Ripposati realiza reunião pública com técnicos do ITER

Com o objetivo de aprimorar os procedimentos de inclusão dos trabalhadores rurais no Programa Nacional de Crédito Fundiário – PNFC, regularizar o quadro social dos assentamentos do Banco da Terra e revitalizar os projetos financiados com recursos do Fundo de Terras e da Reforma Agrária, o vereador João Gilberto Ripposati (PSDB) realizou reunião pública nesta terça-feira, 24, em parceria com os técnicos do ITER – Instituto de Terras do Estado de Minas Gerais e UTE-MG – Unidade Técnica Estadual, na EPAMIG. “Queremos com este encontro capacitar, divulgar o Programa Nacional de Crédito Fundiário para os trabalhadores rurais sem terra e com pouca terra. A gente espera, com isso, que eles possam aprimorar seus conhecimentos, conhecer o programa e multiplicar a aprendizagem aos outros produtores”, completa Divino Nascimento, coordenador da UTE-MG.
Para Ripposati, a participação dos “empreendedores rurais” – associados dos assentamentos –  vai fortalecer sua iniciativa em buscar a liberação dos recursos e maior amparo das entidades envolvidas. “Com essas reuniões, o programa tem um objetivo de possibilitar à coordenação técnica do Estado verificar quais são as dificuldades que os produtores estão tendo e como ajudá-los a resolver essas dificuldades”.

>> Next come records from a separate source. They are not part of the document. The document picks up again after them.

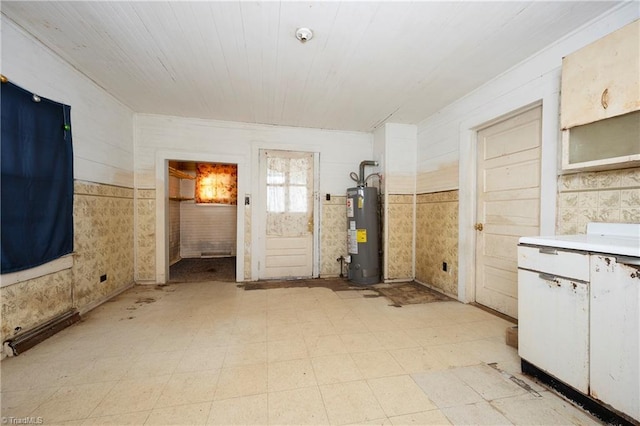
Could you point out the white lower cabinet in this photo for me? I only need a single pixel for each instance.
(584, 332)
(615, 333)
(553, 326)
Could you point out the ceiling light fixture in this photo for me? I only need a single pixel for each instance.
(304, 34)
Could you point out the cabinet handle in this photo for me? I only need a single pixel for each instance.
(634, 261)
(547, 277)
(604, 99)
(547, 250)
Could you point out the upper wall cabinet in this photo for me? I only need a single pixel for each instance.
(600, 103)
(602, 80)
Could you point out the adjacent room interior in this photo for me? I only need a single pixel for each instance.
(288, 212)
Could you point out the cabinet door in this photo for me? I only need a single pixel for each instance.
(615, 333)
(601, 80)
(553, 326)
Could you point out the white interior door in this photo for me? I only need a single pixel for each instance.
(287, 181)
(508, 205)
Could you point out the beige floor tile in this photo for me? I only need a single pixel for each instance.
(544, 410)
(297, 407)
(335, 369)
(283, 331)
(73, 402)
(445, 389)
(375, 422)
(493, 349)
(325, 345)
(165, 358)
(189, 388)
(417, 360)
(191, 414)
(400, 395)
(396, 339)
(102, 370)
(360, 342)
(377, 364)
(317, 328)
(210, 358)
(293, 374)
(247, 335)
(432, 417)
(352, 402)
(284, 350)
(488, 382)
(23, 403)
(479, 413)
(246, 354)
(242, 381)
(155, 364)
(132, 419)
(286, 316)
(128, 396)
(453, 355)
(247, 410)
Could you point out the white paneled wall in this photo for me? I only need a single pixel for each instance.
(159, 138)
(174, 231)
(174, 220)
(102, 127)
(536, 78)
(207, 230)
(446, 157)
(400, 164)
(191, 138)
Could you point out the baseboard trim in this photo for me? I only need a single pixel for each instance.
(596, 408)
(83, 310)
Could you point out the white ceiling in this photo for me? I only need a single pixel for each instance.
(240, 61)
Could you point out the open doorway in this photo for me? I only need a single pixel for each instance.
(202, 221)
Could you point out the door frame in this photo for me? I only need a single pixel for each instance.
(162, 206)
(259, 216)
(505, 107)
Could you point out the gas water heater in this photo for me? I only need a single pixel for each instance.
(363, 231)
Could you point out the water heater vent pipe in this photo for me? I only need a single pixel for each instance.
(362, 166)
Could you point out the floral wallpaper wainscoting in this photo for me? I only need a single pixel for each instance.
(28, 304)
(333, 235)
(103, 222)
(437, 240)
(400, 245)
(103, 248)
(146, 235)
(608, 196)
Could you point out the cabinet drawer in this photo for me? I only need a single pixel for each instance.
(549, 260)
(553, 327)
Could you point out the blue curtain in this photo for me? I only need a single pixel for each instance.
(37, 179)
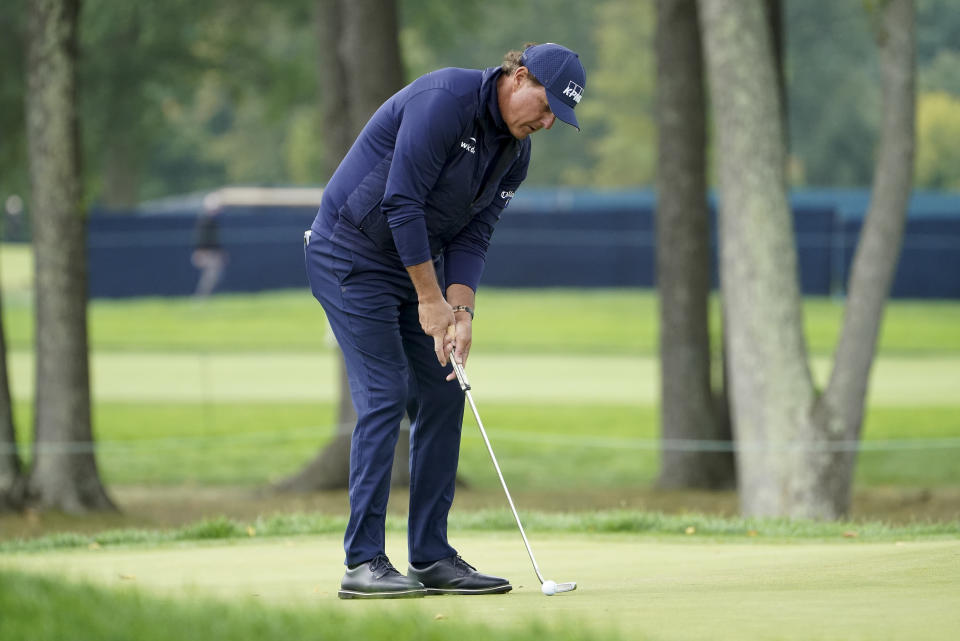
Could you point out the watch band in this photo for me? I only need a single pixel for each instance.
(463, 308)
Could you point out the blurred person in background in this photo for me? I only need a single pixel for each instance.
(394, 257)
(208, 255)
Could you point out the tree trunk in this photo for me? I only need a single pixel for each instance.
(771, 386)
(10, 465)
(840, 410)
(688, 407)
(360, 67)
(64, 472)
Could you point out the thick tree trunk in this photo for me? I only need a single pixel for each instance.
(840, 410)
(64, 473)
(360, 68)
(771, 386)
(688, 407)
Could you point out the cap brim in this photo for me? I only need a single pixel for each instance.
(562, 111)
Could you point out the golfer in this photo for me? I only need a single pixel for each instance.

 Uma das novidades trazidas pelo ITER é o teto repassado do Governo Federal às famílias assentadas. Segundo Ripposati, o teto era de 40 mil reais. “Nos foi informado hoje que este teto passou para 70 a 80 mil. Aqui no Triângulo Mineiro, 40 mil era insuficiente. Um grupo vai ao Banco do Brasil e realiza o crédito fundiário. Sendo este novo teto em 80 mil, há mais condições para a aquisição das terras”.
O vereador, com o apoio dos participantes, ainda sugeriu que o Programa Minha Casa, Minha Vida seja estendido às comunidades rurais. “O filho de um produtor casa e precisa de um local para morar e, muitas vezes, ele acaba morando com o pai por não ter condições de construir mais uma casa. Temos que pensar em dar condições para que este produtor continue estabelecido lá na era rural. É uma questão de dignidade”.  A outra sugestão está relacionada a não inclusão da aposentadoria no teto para a aquisição das terras. Ripposati lembra que, muitas vezes, esse montante mensal vai para as compras de medicamento e não deve ser inserido na renda total.
 Segundo o presidente da Associação Paz na Terra, Paulo Borges, os assentados foram orientados inicialmente a montar uma diretoria a partir de reuniões – o que já foi realizado. “A partir de agora, esperamos uma orientação sobre a divisão de terra para que possamos trabalhar. Estamos parados e sem perspectiva. É uma minoria que tem alguma coisa e está na ativa. Não está fácil para nós. Demora-se até três anos pra se registrar uma ata; quando a documentação de um está pronta, o outro sai da terra e um terceiro é que está ocupando. Um compra, outro vende. Isso não pode ser feito, mas fizeram”, denuncia o presidente que espera agora uma solução do ITER.
 Nesta quarta-feira, vereador e técnicos visitam os assentamentos Pró-Roça e Paz na Terra para conferirem o trabalho desenvolvido e orientar as famílias para um melhor manejo da terra.